The government and the main opposition Socialist Party were this morning maintaining last-ditch talks by phone in an effort to thrash out an agreement aimed at stemming a spate of evictions, which has sparked growing social alarm after the suicides of two people who faced losing their homes to the banks.
The Cabinet was expected later Thursday to announce measures to ease the situation.
Socialist sources did not rule out the possibility of an agreement after three days of intense talks. One of the sticking points is that the main opposition bloc also wants an overhaul of the Mortgage Law, which dates back to the start of the last century.
Another barrier to an agreement lies in the threshold of household income below which evictions would be halted. The government wants to set the limit at a monthly 1,600 euros, but the Socialists want a higher figure. The deputy secretary general of the Socialist Party, Elena Valenciano, told radio station Cadena Ser on Thursday that the difference between 19,000 and 22,000 euros is “fundamental for many families.”
People should be able to renegotiate their debt as banks, states and companies do"
Valenciano said there had been progress in the talks, albeit insufficient. “The details are fundamental,” she said, adding that what the Socialists want is for “no one to lose their home because of unforeseen circumstances caused by the economic crisis, and that people should be able to renegotiate their debt as banks, states and companies do.”

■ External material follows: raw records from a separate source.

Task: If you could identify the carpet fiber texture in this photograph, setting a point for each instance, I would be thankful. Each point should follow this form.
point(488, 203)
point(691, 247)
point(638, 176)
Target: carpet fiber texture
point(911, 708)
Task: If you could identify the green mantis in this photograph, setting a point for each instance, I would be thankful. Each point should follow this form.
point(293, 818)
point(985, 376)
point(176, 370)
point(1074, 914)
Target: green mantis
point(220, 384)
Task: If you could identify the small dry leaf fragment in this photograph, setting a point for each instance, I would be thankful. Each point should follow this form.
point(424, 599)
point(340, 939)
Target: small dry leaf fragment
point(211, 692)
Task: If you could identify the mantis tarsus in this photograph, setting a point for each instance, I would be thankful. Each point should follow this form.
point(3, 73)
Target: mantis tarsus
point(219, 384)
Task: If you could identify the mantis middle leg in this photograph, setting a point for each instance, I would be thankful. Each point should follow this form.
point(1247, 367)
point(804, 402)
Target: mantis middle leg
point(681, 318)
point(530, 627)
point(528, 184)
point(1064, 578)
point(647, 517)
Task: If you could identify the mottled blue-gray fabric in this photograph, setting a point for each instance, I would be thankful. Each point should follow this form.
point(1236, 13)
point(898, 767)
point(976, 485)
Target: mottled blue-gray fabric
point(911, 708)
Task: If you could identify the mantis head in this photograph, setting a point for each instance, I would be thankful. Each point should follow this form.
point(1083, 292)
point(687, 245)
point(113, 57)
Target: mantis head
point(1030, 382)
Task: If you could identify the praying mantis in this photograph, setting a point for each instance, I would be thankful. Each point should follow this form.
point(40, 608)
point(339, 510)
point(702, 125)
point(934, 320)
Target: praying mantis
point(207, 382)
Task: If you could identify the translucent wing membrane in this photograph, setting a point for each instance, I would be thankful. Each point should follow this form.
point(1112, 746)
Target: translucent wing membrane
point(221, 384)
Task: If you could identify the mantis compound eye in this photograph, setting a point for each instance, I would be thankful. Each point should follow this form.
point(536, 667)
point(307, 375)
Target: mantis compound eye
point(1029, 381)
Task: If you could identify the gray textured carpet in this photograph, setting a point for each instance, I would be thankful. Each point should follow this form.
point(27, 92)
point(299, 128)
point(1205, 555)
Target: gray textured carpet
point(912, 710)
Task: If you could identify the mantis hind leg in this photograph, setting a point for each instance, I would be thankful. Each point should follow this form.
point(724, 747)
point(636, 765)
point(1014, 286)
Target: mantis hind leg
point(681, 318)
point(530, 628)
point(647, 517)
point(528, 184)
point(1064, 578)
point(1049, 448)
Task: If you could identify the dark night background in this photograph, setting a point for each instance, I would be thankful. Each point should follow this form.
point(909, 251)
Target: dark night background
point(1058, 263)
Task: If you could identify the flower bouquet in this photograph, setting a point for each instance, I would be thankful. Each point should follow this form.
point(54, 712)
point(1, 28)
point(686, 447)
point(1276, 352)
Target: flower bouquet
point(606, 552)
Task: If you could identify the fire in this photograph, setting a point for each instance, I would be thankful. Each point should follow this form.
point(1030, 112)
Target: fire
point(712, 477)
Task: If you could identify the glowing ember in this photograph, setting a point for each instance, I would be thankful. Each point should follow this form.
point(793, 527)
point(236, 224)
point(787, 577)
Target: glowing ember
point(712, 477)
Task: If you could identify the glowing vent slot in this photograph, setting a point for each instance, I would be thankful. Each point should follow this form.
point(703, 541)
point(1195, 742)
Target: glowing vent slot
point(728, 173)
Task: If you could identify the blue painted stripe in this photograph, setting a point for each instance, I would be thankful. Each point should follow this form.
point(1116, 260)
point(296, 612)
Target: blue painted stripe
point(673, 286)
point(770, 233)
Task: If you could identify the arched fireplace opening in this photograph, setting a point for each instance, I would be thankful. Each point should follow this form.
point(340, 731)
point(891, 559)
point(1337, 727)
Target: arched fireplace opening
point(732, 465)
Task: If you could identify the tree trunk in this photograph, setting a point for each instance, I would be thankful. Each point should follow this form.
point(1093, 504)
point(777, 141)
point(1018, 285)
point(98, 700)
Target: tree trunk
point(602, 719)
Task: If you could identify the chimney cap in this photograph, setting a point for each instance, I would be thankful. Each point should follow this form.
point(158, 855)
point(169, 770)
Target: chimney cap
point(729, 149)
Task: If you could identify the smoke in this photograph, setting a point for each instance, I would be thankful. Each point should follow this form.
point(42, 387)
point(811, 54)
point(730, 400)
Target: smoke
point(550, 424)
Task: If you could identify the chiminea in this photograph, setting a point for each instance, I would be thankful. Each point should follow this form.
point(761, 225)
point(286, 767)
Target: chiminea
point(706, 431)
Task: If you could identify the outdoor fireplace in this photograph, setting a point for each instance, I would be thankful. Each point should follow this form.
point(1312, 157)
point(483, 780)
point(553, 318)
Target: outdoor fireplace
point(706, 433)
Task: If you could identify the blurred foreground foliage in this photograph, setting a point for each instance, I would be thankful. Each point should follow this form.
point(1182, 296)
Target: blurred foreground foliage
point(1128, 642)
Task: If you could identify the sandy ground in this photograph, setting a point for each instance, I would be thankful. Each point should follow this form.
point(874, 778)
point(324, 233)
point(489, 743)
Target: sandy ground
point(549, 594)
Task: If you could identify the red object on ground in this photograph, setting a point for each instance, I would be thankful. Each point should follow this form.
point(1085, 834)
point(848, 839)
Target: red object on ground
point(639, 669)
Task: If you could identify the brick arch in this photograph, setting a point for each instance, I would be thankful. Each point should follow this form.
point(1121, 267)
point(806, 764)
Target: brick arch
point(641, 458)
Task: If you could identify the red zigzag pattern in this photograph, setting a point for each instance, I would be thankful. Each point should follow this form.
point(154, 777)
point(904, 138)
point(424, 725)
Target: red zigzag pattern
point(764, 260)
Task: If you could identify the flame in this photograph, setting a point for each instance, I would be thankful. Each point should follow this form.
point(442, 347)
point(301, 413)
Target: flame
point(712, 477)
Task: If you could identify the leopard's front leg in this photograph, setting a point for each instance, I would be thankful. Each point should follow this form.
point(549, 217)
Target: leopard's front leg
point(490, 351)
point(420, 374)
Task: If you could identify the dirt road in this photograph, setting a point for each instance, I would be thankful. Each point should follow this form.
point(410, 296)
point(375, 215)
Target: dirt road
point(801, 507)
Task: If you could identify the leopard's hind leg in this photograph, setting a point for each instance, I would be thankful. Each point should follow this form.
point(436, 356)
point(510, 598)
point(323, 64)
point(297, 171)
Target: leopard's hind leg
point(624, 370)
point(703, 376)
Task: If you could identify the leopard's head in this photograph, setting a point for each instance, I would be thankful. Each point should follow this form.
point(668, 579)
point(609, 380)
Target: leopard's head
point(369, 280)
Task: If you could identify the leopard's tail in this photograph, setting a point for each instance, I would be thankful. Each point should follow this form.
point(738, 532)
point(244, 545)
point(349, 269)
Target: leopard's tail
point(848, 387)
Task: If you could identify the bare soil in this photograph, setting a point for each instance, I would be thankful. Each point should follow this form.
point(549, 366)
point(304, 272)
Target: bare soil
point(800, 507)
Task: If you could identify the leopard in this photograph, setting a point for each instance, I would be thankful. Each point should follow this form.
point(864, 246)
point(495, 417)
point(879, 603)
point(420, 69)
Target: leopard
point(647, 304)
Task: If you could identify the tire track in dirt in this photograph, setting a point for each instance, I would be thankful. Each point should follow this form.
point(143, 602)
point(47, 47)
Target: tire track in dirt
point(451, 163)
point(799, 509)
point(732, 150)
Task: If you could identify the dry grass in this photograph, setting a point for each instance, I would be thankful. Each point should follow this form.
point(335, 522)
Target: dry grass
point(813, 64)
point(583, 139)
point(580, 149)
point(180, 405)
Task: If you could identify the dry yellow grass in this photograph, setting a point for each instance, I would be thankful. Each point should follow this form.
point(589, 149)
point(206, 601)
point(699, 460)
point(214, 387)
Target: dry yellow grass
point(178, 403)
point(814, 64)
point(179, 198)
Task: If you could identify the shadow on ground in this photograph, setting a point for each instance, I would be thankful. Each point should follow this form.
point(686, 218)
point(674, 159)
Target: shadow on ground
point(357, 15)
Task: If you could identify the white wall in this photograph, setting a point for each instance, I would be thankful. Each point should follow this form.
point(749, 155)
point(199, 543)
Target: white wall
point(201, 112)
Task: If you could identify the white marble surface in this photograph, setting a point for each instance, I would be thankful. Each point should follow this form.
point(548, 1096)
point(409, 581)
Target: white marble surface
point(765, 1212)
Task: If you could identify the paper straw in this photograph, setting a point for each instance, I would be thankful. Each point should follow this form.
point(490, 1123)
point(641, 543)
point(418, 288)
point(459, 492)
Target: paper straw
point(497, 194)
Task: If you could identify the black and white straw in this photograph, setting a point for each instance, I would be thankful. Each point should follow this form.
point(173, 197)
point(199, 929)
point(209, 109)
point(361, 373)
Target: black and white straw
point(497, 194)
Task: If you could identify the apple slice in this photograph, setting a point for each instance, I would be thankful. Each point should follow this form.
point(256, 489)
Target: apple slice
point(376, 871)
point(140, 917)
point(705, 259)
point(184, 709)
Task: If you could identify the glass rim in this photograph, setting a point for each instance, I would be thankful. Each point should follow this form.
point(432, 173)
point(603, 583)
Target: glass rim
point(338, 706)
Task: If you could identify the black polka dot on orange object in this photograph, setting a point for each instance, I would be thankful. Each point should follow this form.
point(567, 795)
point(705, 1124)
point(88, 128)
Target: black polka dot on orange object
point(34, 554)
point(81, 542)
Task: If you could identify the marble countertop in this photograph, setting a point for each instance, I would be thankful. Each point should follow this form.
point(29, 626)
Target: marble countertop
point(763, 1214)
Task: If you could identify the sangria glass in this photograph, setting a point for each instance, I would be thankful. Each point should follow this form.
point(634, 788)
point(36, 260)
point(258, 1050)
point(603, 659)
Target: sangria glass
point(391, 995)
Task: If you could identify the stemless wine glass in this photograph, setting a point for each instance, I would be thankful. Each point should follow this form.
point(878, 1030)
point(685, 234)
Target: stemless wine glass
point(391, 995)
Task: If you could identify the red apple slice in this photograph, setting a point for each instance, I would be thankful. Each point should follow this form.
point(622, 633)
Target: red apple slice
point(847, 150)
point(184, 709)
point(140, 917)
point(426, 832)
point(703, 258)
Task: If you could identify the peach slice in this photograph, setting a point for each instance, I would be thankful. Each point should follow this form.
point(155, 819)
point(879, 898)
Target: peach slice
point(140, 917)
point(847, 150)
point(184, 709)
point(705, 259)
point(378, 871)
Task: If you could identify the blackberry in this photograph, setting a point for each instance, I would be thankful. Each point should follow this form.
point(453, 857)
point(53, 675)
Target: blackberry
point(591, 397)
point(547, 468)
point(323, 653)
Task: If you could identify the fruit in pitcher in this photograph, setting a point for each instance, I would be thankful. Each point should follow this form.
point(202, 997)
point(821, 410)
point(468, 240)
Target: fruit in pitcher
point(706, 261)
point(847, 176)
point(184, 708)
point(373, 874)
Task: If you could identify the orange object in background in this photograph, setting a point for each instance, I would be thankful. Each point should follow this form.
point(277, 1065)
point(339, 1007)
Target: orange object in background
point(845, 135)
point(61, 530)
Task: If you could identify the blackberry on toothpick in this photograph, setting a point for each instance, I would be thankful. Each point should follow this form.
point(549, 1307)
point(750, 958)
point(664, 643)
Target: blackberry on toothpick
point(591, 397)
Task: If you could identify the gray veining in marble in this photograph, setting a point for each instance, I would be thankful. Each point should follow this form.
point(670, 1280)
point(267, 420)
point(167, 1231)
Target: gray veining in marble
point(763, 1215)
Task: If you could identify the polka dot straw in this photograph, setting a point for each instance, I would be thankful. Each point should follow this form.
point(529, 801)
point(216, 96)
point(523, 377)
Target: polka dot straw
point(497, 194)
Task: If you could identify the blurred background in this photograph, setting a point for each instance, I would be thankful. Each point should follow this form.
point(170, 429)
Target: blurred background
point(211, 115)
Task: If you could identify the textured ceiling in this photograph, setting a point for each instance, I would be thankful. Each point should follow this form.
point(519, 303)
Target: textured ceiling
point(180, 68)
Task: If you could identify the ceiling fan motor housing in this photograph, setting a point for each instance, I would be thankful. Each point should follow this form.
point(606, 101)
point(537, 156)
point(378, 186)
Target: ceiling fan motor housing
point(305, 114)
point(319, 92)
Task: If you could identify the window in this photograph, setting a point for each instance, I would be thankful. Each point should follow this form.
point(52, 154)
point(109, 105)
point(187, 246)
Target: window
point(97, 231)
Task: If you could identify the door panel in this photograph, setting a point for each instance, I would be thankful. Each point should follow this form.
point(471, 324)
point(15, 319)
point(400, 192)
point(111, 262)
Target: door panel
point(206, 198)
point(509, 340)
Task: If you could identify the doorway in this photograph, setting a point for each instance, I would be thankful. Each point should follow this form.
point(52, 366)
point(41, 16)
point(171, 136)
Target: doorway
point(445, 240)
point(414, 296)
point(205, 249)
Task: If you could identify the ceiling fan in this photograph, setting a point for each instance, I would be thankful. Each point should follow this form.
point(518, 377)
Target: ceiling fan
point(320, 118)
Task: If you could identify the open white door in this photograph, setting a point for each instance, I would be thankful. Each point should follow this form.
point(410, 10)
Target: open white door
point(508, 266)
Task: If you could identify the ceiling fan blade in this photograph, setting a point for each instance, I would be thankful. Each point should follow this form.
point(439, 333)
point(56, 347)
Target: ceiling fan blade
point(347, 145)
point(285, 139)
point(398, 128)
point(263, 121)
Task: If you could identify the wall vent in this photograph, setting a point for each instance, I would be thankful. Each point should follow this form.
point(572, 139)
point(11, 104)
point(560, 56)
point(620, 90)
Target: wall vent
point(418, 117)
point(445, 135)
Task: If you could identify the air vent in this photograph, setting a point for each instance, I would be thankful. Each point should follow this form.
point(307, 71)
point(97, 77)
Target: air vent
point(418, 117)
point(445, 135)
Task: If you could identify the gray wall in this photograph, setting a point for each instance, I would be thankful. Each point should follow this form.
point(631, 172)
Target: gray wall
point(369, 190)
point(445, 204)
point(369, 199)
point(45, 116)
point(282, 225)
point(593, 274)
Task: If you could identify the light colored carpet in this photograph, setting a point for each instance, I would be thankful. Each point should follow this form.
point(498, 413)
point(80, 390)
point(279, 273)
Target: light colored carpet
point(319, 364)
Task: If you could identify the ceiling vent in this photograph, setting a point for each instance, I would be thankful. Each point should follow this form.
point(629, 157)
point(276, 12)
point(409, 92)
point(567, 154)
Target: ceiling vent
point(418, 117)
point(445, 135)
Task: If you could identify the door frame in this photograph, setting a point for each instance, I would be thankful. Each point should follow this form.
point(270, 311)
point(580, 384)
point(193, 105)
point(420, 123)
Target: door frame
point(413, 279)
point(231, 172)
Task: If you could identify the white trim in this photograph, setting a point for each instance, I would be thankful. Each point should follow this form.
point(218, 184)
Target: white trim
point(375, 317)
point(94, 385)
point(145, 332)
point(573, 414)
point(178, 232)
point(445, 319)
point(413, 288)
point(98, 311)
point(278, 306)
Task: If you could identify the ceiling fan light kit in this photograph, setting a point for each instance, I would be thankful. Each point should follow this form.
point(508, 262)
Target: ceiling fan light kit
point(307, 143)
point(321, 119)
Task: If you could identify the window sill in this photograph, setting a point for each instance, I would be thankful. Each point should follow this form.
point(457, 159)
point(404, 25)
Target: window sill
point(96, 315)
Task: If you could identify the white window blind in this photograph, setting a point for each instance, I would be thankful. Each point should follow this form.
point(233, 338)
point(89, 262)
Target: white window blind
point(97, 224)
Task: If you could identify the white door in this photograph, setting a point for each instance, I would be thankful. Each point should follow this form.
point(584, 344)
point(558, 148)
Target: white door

The measures are expected to include a moratorium of two years on evictions for families in vulnerable situations. Under the current Code of Good Practices adhered to by the banks, families with all members out of work can avoid losing their homes if the value of the property is below 200,000 euros. The intention is to progressively increase this threshold under certain situations such as that of large families.
The banks have agreed to a two-year moratorium on evictions for those in vulnerable situations without defining how this would work in practice. The Eurogroup has granted Spain a loan of up to 100 billion euros to recapitalize the country’s banks that have come unstuck because of their exposure to the now moribund real estate sector.
In a country with a lack of social housing for rent and which the home ownership rate is over 80 percent, the issue of families losing their homes is particularly dramatic.